Among such potential means were anchovies, credited with provoking lust, onion soup and herring roe, milk pudding. Angel water also was so considered. It was shaken together with rose water, myrtle water, orange flower water, distilled spirit of musk, and spirit of ambergris. To the genitalia of the stag were attributed amatory qualities. Rockets, cakes and pastries of phallic and genital design, chocolate and ices, pills compounded of vegetable extracts, burgundy and richly garnished game came under the same energizing category.

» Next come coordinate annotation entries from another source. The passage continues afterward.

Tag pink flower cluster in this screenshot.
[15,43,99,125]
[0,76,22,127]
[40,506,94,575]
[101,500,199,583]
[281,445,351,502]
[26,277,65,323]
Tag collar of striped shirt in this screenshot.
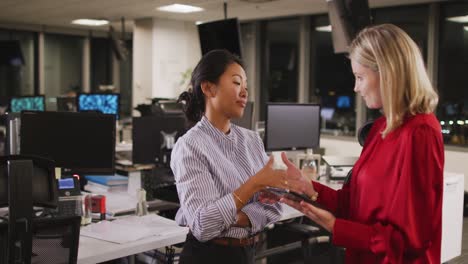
[199,116,237,141]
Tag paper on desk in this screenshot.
[81,221,152,244]
[81,214,188,244]
[114,214,186,236]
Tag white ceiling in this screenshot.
[0,0,444,30]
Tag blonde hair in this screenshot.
[349,24,438,137]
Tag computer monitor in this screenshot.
[0,155,58,208]
[20,112,116,174]
[132,116,186,165]
[232,102,253,130]
[336,95,351,109]
[198,18,242,57]
[10,95,45,113]
[0,216,81,264]
[76,93,120,118]
[265,103,320,151]
[57,97,76,112]
[320,107,335,120]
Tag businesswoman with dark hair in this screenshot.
[284,24,444,263]
[171,50,294,264]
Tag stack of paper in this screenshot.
[81,214,188,244]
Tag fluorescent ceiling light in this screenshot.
[72,18,109,27]
[315,25,331,32]
[157,4,203,13]
[447,15,468,23]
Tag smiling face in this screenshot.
[351,60,382,109]
[208,63,248,119]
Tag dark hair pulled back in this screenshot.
[178,50,243,123]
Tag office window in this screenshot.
[437,2,468,146]
[309,15,356,136]
[44,34,84,97]
[0,29,37,96]
[90,38,114,92]
[260,18,299,120]
[119,39,133,117]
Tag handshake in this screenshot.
[260,152,318,205]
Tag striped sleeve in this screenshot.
[241,134,281,233]
[171,137,237,241]
[241,194,281,233]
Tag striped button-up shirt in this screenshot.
[171,117,281,241]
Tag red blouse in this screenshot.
[313,114,444,264]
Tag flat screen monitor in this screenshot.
[132,116,186,165]
[320,107,335,120]
[336,95,351,109]
[0,155,58,207]
[198,18,242,57]
[10,95,45,113]
[20,112,116,174]
[232,102,253,130]
[57,97,76,112]
[265,103,320,151]
[76,93,120,118]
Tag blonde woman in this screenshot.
[282,24,444,264]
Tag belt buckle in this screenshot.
[239,237,251,246]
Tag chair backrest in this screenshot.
[0,222,8,263]
[30,216,81,264]
[0,216,81,264]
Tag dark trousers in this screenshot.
[179,234,255,264]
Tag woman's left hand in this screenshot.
[280,197,336,233]
[258,190,281,204]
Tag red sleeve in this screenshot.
[333,125,444,263]
[312,181,349,218]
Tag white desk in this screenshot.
[78,219,188,264]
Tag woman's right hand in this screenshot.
[281,152,317,197]
[255,155,288,190]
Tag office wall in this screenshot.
[133,18,201,114]
[152,18,201,98]
[320,137,468,191]
[132,18,153,115]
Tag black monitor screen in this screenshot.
[0,155,58,207]
[76,93,120,117]
[336,95,351,108]
[10,95,45,113]
[232,102,253,130]
[132,116,185,164]
[57,97,76,112]
[20,112,116,174]
[265,104,320,150]
[198,18,242,57]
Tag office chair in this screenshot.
[31,216,81,264]
[0,216,81,264]
[0,220,8,263]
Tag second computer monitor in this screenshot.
[265,103,320,151]
[76,93,120,118]
[132,116,186,165]
[10,95,45,113]
[20,112,116,174]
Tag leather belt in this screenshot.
[210,235,260,247]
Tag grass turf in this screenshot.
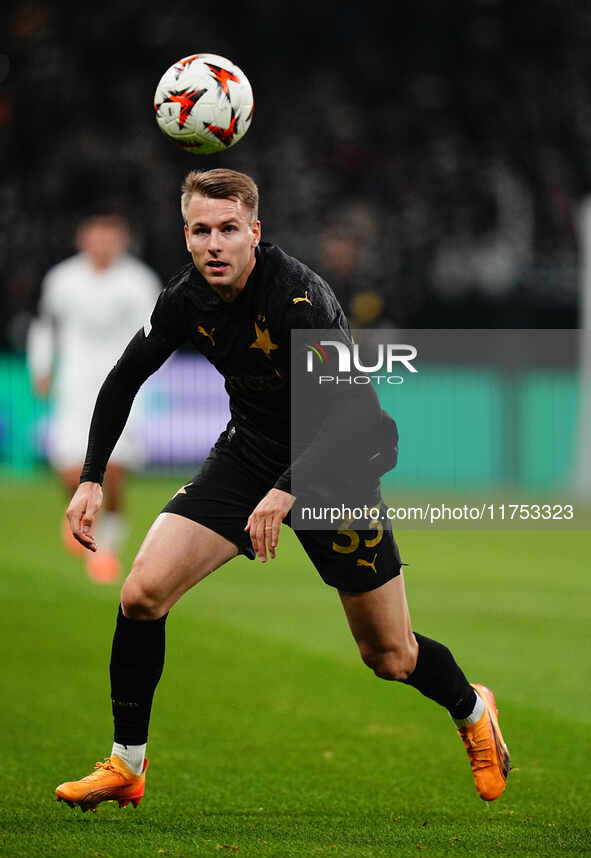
[0,478,591,858]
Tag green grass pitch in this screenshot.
[0,477,591,858]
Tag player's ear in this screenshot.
[250,220,261,247]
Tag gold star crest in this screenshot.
[249,322,279,357]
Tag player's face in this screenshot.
[185,194,261,301]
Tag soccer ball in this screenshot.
[154,54,254,155]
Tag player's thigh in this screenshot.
[121,512,238,617]
[339,571,416,655]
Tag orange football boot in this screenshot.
[458,684,510,801]
[55,755,148,813]
[86,548,121,584]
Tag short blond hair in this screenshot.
[181,168,259,223]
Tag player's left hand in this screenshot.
[244,489,295,563]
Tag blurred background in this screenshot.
[0,0,591,494]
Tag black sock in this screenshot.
[404,632,476,718]
[110,606,168,745]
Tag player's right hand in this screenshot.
[66,482,103,551]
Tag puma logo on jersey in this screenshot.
[291,289,312,306]
[197,325,215,346]
[357,551,378,575]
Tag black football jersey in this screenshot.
[81,243,350,482]
[147,243,349,443]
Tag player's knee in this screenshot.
[360,641,417,682]
[121,565,166,620]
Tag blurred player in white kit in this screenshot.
[27,213,161,582]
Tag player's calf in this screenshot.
[359,637,418,682]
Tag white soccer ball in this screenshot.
[154,54,254,155]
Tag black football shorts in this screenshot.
[162,427,403,593]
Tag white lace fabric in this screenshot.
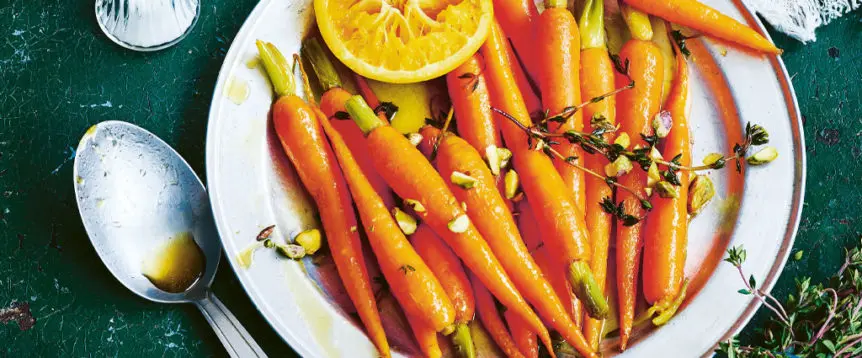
[743,0,862,43]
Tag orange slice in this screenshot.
[314,0,494,83]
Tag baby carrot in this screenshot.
[347,96,550,358]
[643,35,691,303]
[320,113,455,333]
[407,314,443,358]
[616,39,664,350]
[494,0,539,81]
[410,223,476,324]
[579,0,616,349]
[481,23,607,322]
[302,38,395,209]
[437,127,600,353]
[503,311,539,358]
[257,41,390,357]
[536,0,585,213]
[624,0,782,55]
[470,274,524,358]
[508,44,542,115]
[410,223,476,357]
[518,199,582,327]
[448,54,502,160]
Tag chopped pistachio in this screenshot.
[293,229,323,255]
[703,153,724,165]
[404,199,425,213]
[392,208,418,235]
[745,146,778,165]
[652,111,673,138]
[649,147,664,160]
[497,148,512,169]
[647,162,661,188]
[614,133,632,149]
[276,244,305,260]
[485,144,500,175]
[503,170,521,199]
[605,155,633,177]
[655,181,679,199]
[590,113,617,132]
[449,171,480,189]
[688,175,715,215]
[407,133,422,147]
[446,214,470,234]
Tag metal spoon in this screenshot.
[74,121,266,357]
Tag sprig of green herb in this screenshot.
[716,238,862,358]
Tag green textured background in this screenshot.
[0,0,862,357]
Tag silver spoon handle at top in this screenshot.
[194,292,266,358]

In South East Asia, particularly in what was formerly Cambodia, annual spring festivals were held during which a gigantic lingam was carried processionally through the streets. At the ghats in the holy cities of India, notably at Benares, the sacred lingam was displayed publicly by the Brahmin priests. Around these symbols clustered Hindu women on pilgrimage, wreathing the phallic shape in flowers, smearing it with ghee. And among the throngs strode the priests, bearing phallic forms for the adoration and prostration of the people. Temple girls, bedecked with tinkling anklets, and with beringed fingers, advanced, swaying and writhing voluptuously. In similar ceremonies there was food to be consumed, and drink flowed; followed, on the part of the initiates, by a general indiscriminate promiscuity that was intended to represent spiritual identification with the Hindu deities. The erotic urgencies never rested, never rest: and the act becomes a sublimation.


The phallic cult, as the basic recognition of the creative potency, is pervasively manifest, in every continent, throughout all distinctions of society. In New Guinea, huts are adorned with a phallus. In the South Sea Islands huge monolithic columns testify to the indigenous worship of the generative force. In some areas of Arabia tombs are adorned with the phallus and are treated with sacrosanct adoration by the women. The Druses, in ceremonial chants at night, pay honor and homage to the yoni, and particularly to the consummation on the sacred Friday, as enjoined by Islam. In Tahiti, secret rites are held, in a corresponding sense, in honor of the physiological act.

Greece had its processional mystai, male and female votaries of Bacchus, leading asses or goats, while young maids carried baskets of first-fruits and genital-shaped cakes. And a sequence of men, their heads wreathed in ivy or acanthus, bore a fig-wood triple phallus of the god.

From Phrygia the cult had anciently spread to Etruria, where the obscene deity, according to Augustine and Arnobius, was the phallic Mutunus with his consort Mutuna.

From Etruria the cult extended riotously to Rome and its far-flung frontiers, from Lambaesis to Dacia, from Bithynia to Pannonia.